El cantante tenía un arma de fuego, pero estaba en su estudio de grabación privado, en la caja fuerte. Buscó la guitarra Dobro, que estaba contra la pared. Jude no era de los que hacían añicos los instrumentos para llamar la atención. Fue su padre, y no él, quien destrozó su primera guitarra, en un temprano intento de librar al joven de sus ambiciones musicales. Jude no había sido capaz de emular ese acto, ni siquiera en escena, como parte del espectáculo, cuando ya podía permitirse comprar todas las guitarras que quisiera. De todas maneras, estaba completamente dispuesto a usar una como arma para defenderse. En cierto sentido, tenía la impresión de que siempre las había usado como armas.

Oyó que una tabla del suelo crujía en el pasillo, luego otra, y después sonó un suspiro, o mejor dicho un resuello, la respiración de alguien que se detiene. Su sangre se aceleró. Abrió la puerta.

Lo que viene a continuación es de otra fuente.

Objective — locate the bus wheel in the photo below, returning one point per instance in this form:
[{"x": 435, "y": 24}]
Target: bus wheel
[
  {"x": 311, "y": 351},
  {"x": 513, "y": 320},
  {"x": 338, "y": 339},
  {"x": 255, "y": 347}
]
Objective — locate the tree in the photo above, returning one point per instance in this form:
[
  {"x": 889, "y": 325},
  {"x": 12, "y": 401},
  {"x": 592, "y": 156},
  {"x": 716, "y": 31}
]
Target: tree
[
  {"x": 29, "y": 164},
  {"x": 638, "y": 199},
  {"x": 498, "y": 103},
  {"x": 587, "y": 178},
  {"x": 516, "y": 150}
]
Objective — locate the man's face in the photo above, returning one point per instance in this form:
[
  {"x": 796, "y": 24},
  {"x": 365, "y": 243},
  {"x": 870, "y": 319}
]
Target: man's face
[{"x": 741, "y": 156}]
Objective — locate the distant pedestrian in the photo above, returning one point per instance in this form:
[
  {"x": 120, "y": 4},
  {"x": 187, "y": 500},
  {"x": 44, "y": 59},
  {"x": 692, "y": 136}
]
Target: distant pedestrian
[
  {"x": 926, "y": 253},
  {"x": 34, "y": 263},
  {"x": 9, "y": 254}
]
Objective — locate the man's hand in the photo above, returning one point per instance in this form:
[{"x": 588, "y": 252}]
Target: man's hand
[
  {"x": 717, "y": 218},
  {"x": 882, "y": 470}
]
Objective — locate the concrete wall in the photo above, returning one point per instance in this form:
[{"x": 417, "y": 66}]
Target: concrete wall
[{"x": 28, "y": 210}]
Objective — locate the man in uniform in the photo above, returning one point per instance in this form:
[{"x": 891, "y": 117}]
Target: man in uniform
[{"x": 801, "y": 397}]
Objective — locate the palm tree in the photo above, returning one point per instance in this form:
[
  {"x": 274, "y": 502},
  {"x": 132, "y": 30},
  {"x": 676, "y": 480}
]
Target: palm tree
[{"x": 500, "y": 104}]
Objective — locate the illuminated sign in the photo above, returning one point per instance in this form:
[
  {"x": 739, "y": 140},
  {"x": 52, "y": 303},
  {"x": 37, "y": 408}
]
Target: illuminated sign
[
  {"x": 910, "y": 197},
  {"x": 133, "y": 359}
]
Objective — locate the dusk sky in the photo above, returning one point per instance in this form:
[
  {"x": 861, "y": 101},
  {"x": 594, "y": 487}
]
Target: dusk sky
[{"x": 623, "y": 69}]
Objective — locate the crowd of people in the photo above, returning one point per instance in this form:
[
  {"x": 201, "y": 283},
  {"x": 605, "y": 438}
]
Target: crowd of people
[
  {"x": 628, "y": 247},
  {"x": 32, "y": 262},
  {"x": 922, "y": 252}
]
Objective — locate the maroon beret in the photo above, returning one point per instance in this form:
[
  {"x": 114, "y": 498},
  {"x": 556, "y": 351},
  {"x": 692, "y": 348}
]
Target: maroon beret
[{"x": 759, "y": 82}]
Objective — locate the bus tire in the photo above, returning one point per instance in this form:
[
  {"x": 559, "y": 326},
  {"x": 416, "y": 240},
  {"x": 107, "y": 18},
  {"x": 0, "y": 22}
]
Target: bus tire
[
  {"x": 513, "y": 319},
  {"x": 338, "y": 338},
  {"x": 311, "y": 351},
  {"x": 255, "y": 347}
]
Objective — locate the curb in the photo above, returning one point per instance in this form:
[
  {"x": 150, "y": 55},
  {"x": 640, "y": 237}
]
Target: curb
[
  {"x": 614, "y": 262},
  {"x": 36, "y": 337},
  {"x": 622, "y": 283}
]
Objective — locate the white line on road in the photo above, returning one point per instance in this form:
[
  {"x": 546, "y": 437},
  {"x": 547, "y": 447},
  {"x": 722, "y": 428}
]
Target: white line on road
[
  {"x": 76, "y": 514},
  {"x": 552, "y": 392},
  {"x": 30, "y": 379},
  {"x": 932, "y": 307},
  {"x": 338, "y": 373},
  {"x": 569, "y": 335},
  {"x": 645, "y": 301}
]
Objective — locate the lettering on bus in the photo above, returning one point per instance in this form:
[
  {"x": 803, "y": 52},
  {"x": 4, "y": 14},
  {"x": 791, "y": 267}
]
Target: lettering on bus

Pero el pasillo estaba vacío. Jude atravesó los largos rectángulos de luz helada que llegaban a través de los tragaluces. Se detuvo ante cada puerta cerrada, escuchó, y luego miró dentro. Una manta arrojada sobre una silla le pareció, por un momento, un enano deforme que lo miraba. En otra habitación encontró detrás de la puerta una figura alta y demacrada, de pie. El corazón saltó en su pecho, y casi golpeó la silueta con la guitarra. Luego se dio cuenta de que no era más que un perchero, y soltó con fuerza el aire contenido en sus pulmones.